DENMARK - The Danish government has made changes to the bill on pensions taxation, delaying the effective levy on asset management costs but ratcheting up tax costs in two other areas to achieve a similar goal.
Pensions industry association Forsikring og Pension (F&P) reacted by accusing the government of using pensions money to plug a hole in state finances.
In a statement, tax minister Thor Möger Pedersen said: "In conjunction with the external consultation and progress of the bill in parliament, it was shown in the meantime that the proposed bill cannot be passed in its current form."
The L28 proposed law on pensions taxation would now not include the abolition of the tax deduction for asset management costs, he said.
Instead, the withdrawal of this tax deduction would be effected "in a more indirect way, which is easier and quicker for financial and pensions institutions to implement," he said.

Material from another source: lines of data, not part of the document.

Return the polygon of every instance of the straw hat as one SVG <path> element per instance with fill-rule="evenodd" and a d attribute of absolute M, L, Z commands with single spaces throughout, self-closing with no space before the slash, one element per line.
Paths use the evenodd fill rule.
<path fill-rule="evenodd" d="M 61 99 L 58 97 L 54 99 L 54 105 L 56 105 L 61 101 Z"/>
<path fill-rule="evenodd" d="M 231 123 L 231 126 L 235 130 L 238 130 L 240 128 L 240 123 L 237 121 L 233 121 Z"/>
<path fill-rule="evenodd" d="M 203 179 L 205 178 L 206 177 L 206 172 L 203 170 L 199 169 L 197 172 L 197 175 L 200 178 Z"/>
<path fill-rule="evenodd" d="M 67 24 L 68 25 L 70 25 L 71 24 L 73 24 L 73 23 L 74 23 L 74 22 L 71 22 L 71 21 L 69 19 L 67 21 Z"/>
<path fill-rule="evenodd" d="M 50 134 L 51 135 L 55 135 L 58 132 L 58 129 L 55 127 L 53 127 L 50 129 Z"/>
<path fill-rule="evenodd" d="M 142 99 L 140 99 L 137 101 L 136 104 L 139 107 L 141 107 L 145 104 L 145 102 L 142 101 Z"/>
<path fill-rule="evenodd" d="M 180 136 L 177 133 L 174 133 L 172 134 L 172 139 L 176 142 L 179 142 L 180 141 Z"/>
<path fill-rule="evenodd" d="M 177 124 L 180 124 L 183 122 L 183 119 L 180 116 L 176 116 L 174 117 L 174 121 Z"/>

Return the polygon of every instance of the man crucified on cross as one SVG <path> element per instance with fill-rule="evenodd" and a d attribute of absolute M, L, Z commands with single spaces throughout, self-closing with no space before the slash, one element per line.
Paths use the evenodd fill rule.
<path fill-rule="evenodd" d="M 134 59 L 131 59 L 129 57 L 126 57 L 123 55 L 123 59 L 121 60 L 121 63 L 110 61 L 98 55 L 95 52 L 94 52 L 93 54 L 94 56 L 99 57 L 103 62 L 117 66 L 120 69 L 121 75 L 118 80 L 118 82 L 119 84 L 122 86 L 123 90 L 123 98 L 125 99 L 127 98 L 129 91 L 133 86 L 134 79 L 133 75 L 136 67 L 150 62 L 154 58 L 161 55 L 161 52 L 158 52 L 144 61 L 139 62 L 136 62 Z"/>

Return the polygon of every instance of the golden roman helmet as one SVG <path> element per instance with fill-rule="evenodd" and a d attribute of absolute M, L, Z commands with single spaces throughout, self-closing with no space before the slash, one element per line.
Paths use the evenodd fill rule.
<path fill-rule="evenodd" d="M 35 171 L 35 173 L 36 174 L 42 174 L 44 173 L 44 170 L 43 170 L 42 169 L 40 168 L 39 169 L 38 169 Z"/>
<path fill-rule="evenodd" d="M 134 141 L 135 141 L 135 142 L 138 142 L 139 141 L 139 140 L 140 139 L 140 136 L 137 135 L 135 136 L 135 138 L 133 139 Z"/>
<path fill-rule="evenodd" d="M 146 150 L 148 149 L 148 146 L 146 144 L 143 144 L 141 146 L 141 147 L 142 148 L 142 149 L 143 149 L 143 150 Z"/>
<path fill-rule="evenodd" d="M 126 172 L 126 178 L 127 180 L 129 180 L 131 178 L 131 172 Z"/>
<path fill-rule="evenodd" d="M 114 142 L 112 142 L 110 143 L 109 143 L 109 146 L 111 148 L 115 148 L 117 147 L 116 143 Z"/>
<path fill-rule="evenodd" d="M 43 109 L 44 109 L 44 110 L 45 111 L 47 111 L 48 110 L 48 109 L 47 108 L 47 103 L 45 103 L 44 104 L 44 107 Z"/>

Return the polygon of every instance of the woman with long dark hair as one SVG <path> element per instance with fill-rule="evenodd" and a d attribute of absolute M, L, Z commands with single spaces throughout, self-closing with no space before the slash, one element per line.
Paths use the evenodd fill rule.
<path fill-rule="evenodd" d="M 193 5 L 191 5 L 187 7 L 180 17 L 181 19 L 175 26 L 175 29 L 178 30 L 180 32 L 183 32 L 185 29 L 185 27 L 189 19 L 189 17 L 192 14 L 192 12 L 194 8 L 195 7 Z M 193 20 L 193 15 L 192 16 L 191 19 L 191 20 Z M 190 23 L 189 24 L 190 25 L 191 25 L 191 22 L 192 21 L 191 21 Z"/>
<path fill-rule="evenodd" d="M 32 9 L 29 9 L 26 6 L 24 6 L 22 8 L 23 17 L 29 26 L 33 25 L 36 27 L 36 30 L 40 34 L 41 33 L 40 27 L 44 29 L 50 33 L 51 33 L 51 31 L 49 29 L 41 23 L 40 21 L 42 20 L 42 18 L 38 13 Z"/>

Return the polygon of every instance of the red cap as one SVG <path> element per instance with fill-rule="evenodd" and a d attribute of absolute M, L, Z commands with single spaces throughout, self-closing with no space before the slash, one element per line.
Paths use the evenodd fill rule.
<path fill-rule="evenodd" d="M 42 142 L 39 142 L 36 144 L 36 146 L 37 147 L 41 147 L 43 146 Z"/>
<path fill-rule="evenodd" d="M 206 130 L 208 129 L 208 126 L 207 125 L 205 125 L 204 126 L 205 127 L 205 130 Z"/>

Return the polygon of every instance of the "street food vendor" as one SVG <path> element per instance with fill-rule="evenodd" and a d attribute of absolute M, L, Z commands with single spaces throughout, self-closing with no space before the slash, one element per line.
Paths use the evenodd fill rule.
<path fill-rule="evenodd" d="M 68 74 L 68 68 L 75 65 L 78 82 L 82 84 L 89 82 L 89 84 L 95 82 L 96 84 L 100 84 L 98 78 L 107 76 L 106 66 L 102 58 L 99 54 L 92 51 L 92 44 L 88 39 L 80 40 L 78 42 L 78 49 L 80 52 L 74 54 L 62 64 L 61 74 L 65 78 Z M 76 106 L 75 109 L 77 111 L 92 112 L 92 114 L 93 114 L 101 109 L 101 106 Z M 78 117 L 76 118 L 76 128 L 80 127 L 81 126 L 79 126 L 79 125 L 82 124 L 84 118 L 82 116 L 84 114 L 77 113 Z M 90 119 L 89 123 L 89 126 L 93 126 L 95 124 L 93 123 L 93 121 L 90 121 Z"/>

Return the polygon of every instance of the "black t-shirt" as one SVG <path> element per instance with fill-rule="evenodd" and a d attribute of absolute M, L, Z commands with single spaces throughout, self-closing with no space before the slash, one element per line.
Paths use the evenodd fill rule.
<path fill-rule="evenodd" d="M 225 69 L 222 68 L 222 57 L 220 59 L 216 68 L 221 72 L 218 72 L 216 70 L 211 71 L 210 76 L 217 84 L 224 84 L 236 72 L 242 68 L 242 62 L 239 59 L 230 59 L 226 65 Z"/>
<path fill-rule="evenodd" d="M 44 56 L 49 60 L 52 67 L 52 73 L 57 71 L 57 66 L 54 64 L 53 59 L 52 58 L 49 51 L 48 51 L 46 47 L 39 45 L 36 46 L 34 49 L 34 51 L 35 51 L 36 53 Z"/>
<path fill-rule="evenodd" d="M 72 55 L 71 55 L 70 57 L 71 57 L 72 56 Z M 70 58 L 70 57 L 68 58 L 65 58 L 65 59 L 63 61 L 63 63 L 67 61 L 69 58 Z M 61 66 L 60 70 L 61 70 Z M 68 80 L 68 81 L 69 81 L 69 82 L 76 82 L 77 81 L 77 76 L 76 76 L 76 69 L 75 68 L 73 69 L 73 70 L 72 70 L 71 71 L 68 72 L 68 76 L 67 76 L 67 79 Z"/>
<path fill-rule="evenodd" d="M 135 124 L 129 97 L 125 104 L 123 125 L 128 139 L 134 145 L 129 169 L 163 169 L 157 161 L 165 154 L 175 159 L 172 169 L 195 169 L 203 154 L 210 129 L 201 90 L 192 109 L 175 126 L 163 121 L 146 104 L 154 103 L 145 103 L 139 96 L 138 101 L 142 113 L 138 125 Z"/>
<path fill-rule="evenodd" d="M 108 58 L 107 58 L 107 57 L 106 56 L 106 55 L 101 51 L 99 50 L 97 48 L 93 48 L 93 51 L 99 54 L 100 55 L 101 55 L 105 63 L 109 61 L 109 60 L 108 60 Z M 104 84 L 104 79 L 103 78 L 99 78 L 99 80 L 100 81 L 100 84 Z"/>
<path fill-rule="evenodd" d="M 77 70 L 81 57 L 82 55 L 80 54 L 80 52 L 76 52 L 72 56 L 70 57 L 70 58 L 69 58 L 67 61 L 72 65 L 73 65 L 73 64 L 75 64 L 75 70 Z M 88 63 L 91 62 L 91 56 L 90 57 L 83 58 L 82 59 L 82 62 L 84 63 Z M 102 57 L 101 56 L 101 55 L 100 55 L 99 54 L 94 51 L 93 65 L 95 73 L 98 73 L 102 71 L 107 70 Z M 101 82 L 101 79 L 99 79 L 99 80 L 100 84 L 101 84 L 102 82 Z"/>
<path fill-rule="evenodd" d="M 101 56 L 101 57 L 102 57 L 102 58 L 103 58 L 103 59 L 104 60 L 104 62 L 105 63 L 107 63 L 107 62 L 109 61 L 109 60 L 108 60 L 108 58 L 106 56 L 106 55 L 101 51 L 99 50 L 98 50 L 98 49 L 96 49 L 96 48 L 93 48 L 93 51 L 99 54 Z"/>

The PAL tax on investment returns in pension schemes will rise by 0.3 percentage points to 15.3% at the beginning of next year, with the ceiling on annuity pensions cut to DKK50,000 (€6,725) from DKK100,000 - instead of to the DKK55,000 originally proposed - also with effect from January 1, 2012.
However, Möger Pedersen said the tax deduction measure would still be introduced, but not until 2014 and after a consultation with the pensions industry over the concrete formulation of the law. At that point, the PAL tax would revert to 15% and the ceiling on annuity pensions would increase to DKK55,000 a year, he said.
F&P's Managing Director Per Bremer Rasmussen said the tax ministry was wrong when it justified the lower annuity pensions ceiling with the reduction in proposed taxes on asset management costs.
"The 0.3% in extra PAL tax gives exactly the same revenue in 2012 as the abolition of the deduction - namely DKK400m," he said, citing the association's own calculations and the figures in the government's economic statement in August.
"We can only see one explanation: The government is now collecting even more pensions money to finance a hole in another part of the state finances," he said, adding that this was "completely untenable".
Bremer Rasmussen went on to say it could create a dangerous precedent if the government thought they could dip into pensions assets when they were short of money elsewhere.